Too drunk to fear the height, giggling wildly, and singing a song your mothers
would have me impaled for even mentioning in front of you.”
“Sir, how did you handle it?”
“I paid off the miller for the
loss of wind and had him move the sails out of the wind so they would stop
rotating, and as much by luck as judgement, managed to get them stopped when he
was at the bottom. He called me ‘Darling’ and tried to kiss me,” said Jurko. “I
know I have a perfect Cossack body, and irresistible allure, but I have my
standards. He informed me solemnly that all five of me were rotating.”
“What about the other quarter of
the time?” asked another youth.
“Usually discovered sleeping it
off somewhere inappropriate, like the middle of a busy street,” sighed Jurko.
“And once, dressed in a silk gown, dancing and exposing himself in the Rynek.”
“Don’t you have... well, rules,
about drunkenness?” said one, disapprovingly.
“Son, you can ban things until
you’re black in the face and your own Rojewski will find a way round your
prohibitions,” said Jurko. “My task here today is to present you with the
realities of life in the military, and the insanities of the determinedly
drunken soldier. And to explain that
sometimes the only thing you can do is to sentence him to be chained up at his
post like a dancing bear until the job is done. Not something to order lightly,
but if you have an inveterate drunk, his illicit spree and not being at his
post – say manning a cannon – can be the life or the death of his comrades. And
then, you have to judge how much alcohol to allow him as he is sobering up so
that he’s able to function without going into delirium tremens.
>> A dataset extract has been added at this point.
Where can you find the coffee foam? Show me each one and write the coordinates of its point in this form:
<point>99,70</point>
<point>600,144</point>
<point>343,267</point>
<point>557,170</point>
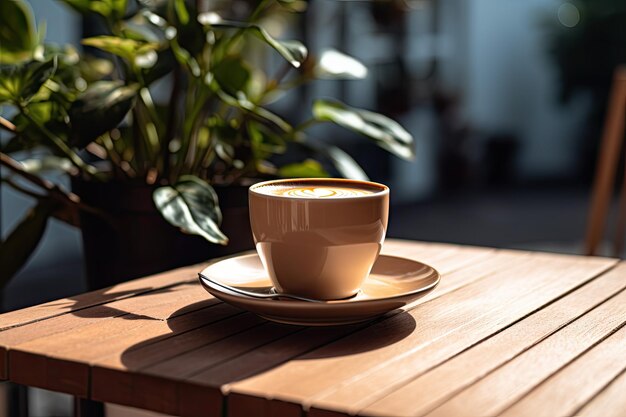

He’s no good to
the military, really, if he does it as a regular matter, but plenty of soldiers
will do something like that once; and if the one who is a repeat offender is
the only man who can work a particular piece of engineering kit, all you can do
is to get him quietly dried out completely and hope he realises that he doesn’t
want to go through that again by setting himself off again. It’s an illness,
and some men react worse to alcohol than others. Take my friend, Onufry
Zagłoba, who was drinking himself to death before he got married; but it took a
good gallon of mead to make him half-cut. Other people are asleep after a pint
of mead. But it is a problem to watch for, lads, and one to take seriously.
Drunkenness can kill. And it usually kills a drunkard’s friends, not him. One
more thing. The drunken officer is a serious menace and if he can’t be cured
should be cashiered. I hope none of you will ever find yourselves taking a
glass of wine to help you make decisions, or to steady your nerves before
battle. That’s what happened to ‘Bearpaws’ Potocki, and you know your history
well enough to know that he died a traitor because he was so afraid of having
his failures shown up that he tried to cause a Cossack rebellion. If any of you
ever feel an urge to take a glass to steady your nerves, look into the mirror
and tell yourself, ‘I am better than Potocki.’ Because it doesn’t calm the
nerves, it dulls the intellect. And one glass soon is not enough... then two...
and then you are going into battle, drunk as an Englishman, and getting your
men killed. Right; I made you laugh with
the stories of Rojewski, but I hope you take away a real lesson with you.”